Austrian Wings: Das klingt alles ziemlich wild. Hand aufs Herz: Wird hier nicht doch ein wenig übertrieben, um Mitleid zu erhaschen? Immerhin ist der Wind am Arbeitsmarkt insgesamt rauer geworden, in allen Branchen.

Flugbegleiterin: Überhaupt nicht, wobei ich die Kritiker sogar bis zu einem gewissen Grad verstehen kann. Denn ich sage Ihnen ehrlich: Wenn mir vorher jemand erzählt hätte, wie die Dinge bei uns laufen, hätte ich ihm kein Wort geglaubt und gesagt: Hör auf, erzähl' doch keine Märchen. Aber ich erlebe diesen Wahnsinn jeden Tag aufs Neue, daher muss ich leider bestätigen, dass es tatsächlich so abläuft und wir keinesfalls übertreiben. Niemals hätte ich solche Zustände im Flugbetrieb einer österreichischen Airline für möglich gehalten.

Austrian Wings: Nach Bekanntwerden der Vorwürfe kam in sozialen Medien immer wieder von Außenstehenden die Frage auf, warum man sich dann überhaupt bewirbt. Man wisse schließlich was man für einen Vertrag unterschreibe.

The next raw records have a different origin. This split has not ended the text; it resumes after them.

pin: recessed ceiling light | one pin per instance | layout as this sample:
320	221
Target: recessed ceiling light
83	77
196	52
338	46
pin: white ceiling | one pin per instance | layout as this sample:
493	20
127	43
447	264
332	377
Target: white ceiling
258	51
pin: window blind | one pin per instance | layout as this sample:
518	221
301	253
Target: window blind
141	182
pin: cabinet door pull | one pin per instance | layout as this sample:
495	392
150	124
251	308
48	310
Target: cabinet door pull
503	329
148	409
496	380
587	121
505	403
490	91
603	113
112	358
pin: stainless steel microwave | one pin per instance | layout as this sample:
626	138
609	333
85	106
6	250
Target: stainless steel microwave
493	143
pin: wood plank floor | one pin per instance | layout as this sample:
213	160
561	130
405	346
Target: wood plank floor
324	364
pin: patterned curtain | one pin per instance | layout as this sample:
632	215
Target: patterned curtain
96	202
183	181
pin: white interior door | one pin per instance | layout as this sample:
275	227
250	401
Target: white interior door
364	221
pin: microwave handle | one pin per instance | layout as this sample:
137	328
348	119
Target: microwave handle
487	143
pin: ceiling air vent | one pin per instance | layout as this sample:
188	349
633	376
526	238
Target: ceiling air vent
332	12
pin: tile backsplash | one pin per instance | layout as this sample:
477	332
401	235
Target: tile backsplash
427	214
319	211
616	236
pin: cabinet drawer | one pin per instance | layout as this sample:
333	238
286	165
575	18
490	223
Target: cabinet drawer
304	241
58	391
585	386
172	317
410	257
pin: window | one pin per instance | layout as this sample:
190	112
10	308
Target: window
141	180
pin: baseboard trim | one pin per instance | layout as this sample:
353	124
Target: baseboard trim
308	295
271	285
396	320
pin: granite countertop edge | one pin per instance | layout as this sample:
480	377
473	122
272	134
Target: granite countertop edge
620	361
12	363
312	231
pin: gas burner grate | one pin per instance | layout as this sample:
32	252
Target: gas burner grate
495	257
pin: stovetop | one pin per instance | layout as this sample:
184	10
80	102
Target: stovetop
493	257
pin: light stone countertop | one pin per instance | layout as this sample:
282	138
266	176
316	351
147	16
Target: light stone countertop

Flugbegleiterin: Das stimmt so nicht ganz. Man erfährt zunächst ja nur das Grundgehalt und dann wird einem teilweise schon beim Auswahlverfahren, auf jeden Fall aber im Kurs, das Blaue vom Himmel versprochen. Durch Zulagen, Bordverkauf, etc … würde man sogar mehr verdienen als die Kollegen der AUA, heißt es. Am Ende bleiben durchschnittlich gerade einmal 1.200 Euro netto übrig, deutlich weniger als uns suggeriert wurde.

Austrian Wings: Wir haben von mehreren Flugbegleitern gehört, dass die Gehaltsabrechnungen öfter nicht stimmen sollen.

Flugbegleiterin: Das kann ich aus eigener Erfahrung absolut bestätigen. Zulagen und Provisionen aus dem Bordverkauf wurden wiederholt nicht korrekt abgerechnet. Ich weiß auch von Kollegen, dass es ihnen genau so ergangen ist. Diejenigen von uns, die sich Kopien der Verkaufsbelege aufheben, können dann bei der Personalverrechnung die Nachzahlung fordern, die anderen bekommen wahrscheinlich nicht einmal mit, dass sie zu wenig Geld überwiesen bekommen haben.

Austrian Wings: Glauben Sie, dahinter steckt System seitens des Unternehmens?

Flugbegleiterin: Das ist schwer zu sagen, und ich möchte auch niemandem etwas unterstellen. Aber wenn man sich ansieht, was bei uns noch alles schief läuft, fällt es mir einfach immer schwerer daran zu glauben, dass dieses Problem wirklich nur auf unfähige Mitarbeiter in der Lohnverrechnung zurückzuführen sein soll.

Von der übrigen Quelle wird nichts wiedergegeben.